Traditionally paired with basmati rice and naan bread, this dish offers a satisfying vegetarian entree with familiar flavors reminiscent of tikka masala chicken but using vegetables. It works well as a warming main course that highlights complex spice layering around wholesome plant ingredients.
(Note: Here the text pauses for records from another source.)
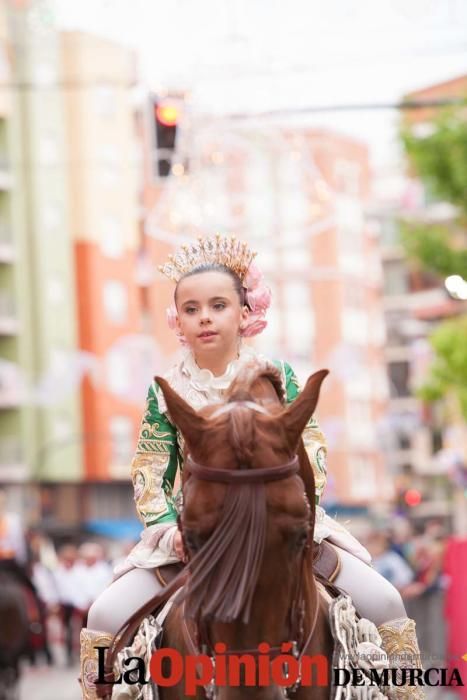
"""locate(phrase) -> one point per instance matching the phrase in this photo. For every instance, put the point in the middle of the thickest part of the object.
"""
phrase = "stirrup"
(401, 645)
(89, 659)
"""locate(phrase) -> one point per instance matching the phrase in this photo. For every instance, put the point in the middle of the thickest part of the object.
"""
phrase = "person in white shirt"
(72, 599)
(94, 571)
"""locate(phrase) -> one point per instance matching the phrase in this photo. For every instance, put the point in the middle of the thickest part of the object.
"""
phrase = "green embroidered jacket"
(158, 456)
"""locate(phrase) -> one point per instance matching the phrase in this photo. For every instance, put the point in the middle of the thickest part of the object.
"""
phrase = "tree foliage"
(440, 157)
(440, 160)
(448, 372)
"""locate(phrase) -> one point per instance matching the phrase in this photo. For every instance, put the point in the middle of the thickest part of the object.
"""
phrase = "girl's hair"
(217, 267)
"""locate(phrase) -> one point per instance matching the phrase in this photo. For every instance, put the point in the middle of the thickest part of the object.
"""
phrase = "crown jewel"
(220, 250)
For a richer sauce, adding more coconut milk is suggested. Non-vegans can substitute heavy cream if preferred, expanding the dish's flexibility to different dietary needs without changing cooking steps substantially.
Ingredients
- 2 tablespoons olive oil
- 1 onion yellow, diced
- 1 carrot chopped, large
- 2 tablespoons tomato paste
- 1 tablespoon ginger freshly grated
- 4 cloves garlic minced
- 2 teaspoons garam masala
- 2 teaspoons Turmeric ground
- 1 teaspoon chili powder
- 1/2 teaspoon paprika
- 1/2 teaspoon cumin
- 1/4 teaspoon cayenne pepper
- 3 cups cauliflower florets
- 3/4 cup vegetable broth
- 1 diced tomatoes 28 oz can
- 1 chickpeas 15 oz can, rinsed and drained
- 1/2 cup coconut milk
- 1 tablespoon lemon juice fresh
- 1/4 cup cilantro chopped, fresh, leaves, optional
- basmati rice optional, and serve, for serving
- naan bread optional, and serve, for serving
Instructions
- In a large skillet or pot, heat the oil over medium heat. Add the onion and carrot and cook until tender, about 5 minutes.
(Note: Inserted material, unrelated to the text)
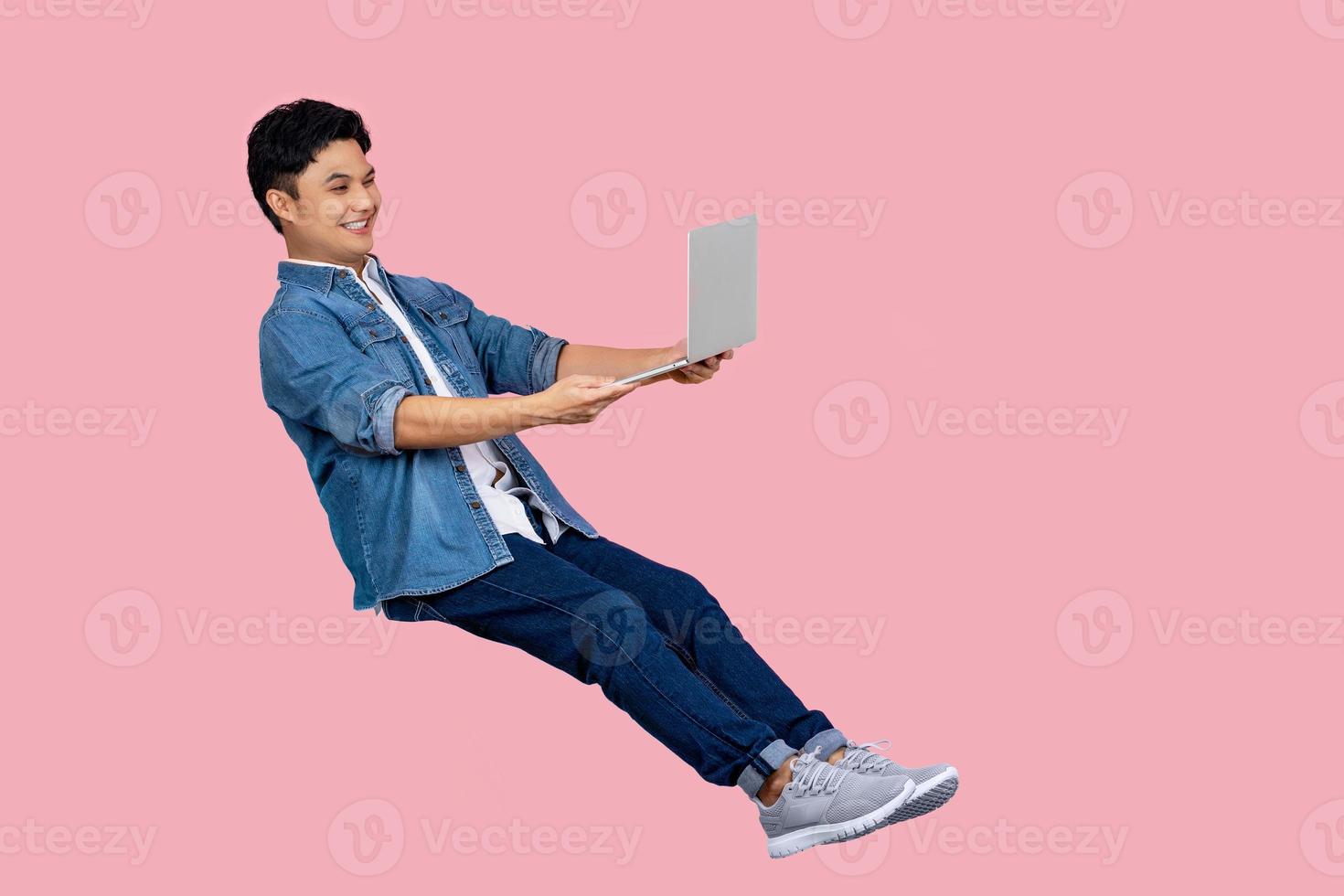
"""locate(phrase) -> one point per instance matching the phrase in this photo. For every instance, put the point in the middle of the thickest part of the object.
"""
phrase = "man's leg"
(598, 635)
(700, 632)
- Stir in the tomato paste, ginger, garlic, garam masala, turmeric, chili powder, paprika, cumin, and cayenne pepper and cook until well combined, 1 to 2 minutes. Stir in the cauliflower florets, diced tomatoes, and vegetable broth. Bring to a boil; reduce the heat and simmer for 20 minutes, stirring occasionally, or until the cauliflower is tender and sauce has thickened.
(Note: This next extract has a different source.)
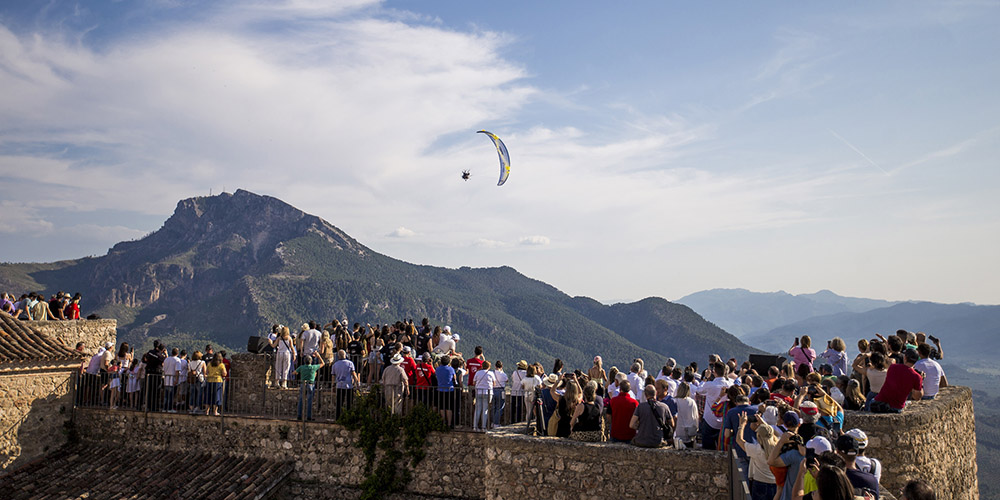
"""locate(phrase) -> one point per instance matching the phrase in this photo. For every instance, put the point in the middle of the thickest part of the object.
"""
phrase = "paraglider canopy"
(504, 157)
- Stir in the chickpeas, coconut milk and lemon juice and cook until heated through, about 5 minutes. Garnish with cilantro. Serve warm with rice and naan, if desired.
Notes
- Adjust coconut milk quantity up to 1 cup for a creamier, richer sauce texture.
- Substitute heavy cream for coconut milk if a non-vegan version is desired.
Nutrition Information
Show DetailsNutrition Facts
Serving: 6Serving
Amount Per Serving
Calories 133 kcal
% Daily Value*
| Calories | 133kcal | 7% |
| Carbohydrates | 12g | 4% |
| Protein | 2g | 4% |
| Fat | 9g | 14% |
| Saturated Fat | 4g | 20% |
| Sodium | 368mg | 15% |
| Potassium | 464mg | 10% |
| Fiber | 3g | 12% |
| Sugar | 5g | 10% |
| Vitamin A | 2225IU | 45% |
| Vitamin C | 35.7mg | 40% |
| Calcium | 49mg | 5% |
| Iron | 2.2mg | 12% |
* Percent Daily Values are based on a 2,000 calorie diet.